We conduct our operations in leased facilities. In June 2009, we entered into a ten-year lease agreement for 27 thousand square feet of office space with the right of first refusal on an additional 4 thousand square feet in a building located in Marlborough, Massachusetts. This lease agreement commenced September 1, 2009 and obligates us to make minimum lease payments plus our pro-rata share of future real estate tax increases and certain operating expense increases above the base year. The lease payments began after three (3) free months of rent and increase by approximately 2% per annum. The total commitment under the lease is approximately $5,390, net of a tenant allowance of $411. We record rent expense on a straight-line basis, taking into consideration the free rent period, the tenant allowance received at the outset of the lease, and annual incremental increases to the lease payments. This lease agreement also requires us to maintain a Letter of Credit in the amount of $136 through October 31, 2019, which we collateralized with a certificate of deposit classified as a long-term restricted asset on our Balance Sheet.

In July 2008, Bitstream India Pvt. Ltd., our wholly-owned subsidiary, entered into a thirty-three (33) month lease agreement in Nodia India. This lease agreement commenced May 1, 2008 and obligates us to make monthly payments including service taxes. Our total financial commitment during the thirty-three (33) month lease period is approximately $132 U.S. dollars.

 

25


Table of Contents

As of March 31, 2010, we had no material commitments for capital expenditures.

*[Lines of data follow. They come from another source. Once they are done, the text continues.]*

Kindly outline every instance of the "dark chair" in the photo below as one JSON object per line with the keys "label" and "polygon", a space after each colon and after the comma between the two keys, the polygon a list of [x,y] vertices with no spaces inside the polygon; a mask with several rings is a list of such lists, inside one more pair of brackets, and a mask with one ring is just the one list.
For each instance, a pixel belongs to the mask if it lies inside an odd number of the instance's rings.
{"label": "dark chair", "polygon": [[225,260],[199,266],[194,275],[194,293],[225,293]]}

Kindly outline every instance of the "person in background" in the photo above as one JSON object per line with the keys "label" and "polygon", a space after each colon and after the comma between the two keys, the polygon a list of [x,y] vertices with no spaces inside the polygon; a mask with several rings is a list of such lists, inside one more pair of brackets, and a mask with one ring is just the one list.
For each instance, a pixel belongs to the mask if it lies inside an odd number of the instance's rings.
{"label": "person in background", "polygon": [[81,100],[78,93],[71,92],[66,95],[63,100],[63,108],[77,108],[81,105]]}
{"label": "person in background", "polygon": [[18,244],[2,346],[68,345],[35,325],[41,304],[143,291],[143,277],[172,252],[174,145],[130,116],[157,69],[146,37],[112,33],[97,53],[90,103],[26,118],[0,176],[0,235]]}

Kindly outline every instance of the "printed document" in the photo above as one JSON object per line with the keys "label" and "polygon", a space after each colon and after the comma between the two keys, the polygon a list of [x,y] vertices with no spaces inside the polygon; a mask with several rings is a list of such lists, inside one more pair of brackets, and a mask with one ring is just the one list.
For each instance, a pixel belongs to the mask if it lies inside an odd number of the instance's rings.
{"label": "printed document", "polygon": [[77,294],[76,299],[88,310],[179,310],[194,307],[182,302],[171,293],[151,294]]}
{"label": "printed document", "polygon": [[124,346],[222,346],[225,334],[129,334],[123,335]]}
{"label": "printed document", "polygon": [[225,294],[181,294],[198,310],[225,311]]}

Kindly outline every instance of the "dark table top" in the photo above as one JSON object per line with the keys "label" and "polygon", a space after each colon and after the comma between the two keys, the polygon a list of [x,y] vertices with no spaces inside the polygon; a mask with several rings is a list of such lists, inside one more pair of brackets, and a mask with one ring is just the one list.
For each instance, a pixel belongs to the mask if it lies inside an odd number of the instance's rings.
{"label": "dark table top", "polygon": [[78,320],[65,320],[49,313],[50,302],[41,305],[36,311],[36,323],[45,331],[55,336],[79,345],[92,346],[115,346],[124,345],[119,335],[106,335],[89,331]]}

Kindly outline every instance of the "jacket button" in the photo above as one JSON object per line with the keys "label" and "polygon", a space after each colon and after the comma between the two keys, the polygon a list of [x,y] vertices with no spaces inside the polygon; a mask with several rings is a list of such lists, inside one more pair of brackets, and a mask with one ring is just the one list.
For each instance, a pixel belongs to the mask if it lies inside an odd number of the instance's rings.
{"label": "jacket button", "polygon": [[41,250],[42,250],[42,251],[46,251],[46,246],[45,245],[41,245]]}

On May 17, 2010, we agreed to acquire the assets of Press-sense Ltd. for $6.5 million in cash. Based in Israel, Press-sense is a leading developer of business flow automation systems. The purchase is expected to be completed during our quarter ended June 30, 2010. The purchase price allocation has not been completed, but a significant portion of the purchase price is expected to be allocated to acquired intangible assets and goodwill.

We believe our current cash and cash equivalent balances will be sufficient to meet our operating and capital requirements for at least the next 12 months. There can be no assurance, however, that we will not require additional financing in the future. If we were required to obtain additional financing in the future, there can be no assurance that sources of capital would be available on terms favorable to us, if at all.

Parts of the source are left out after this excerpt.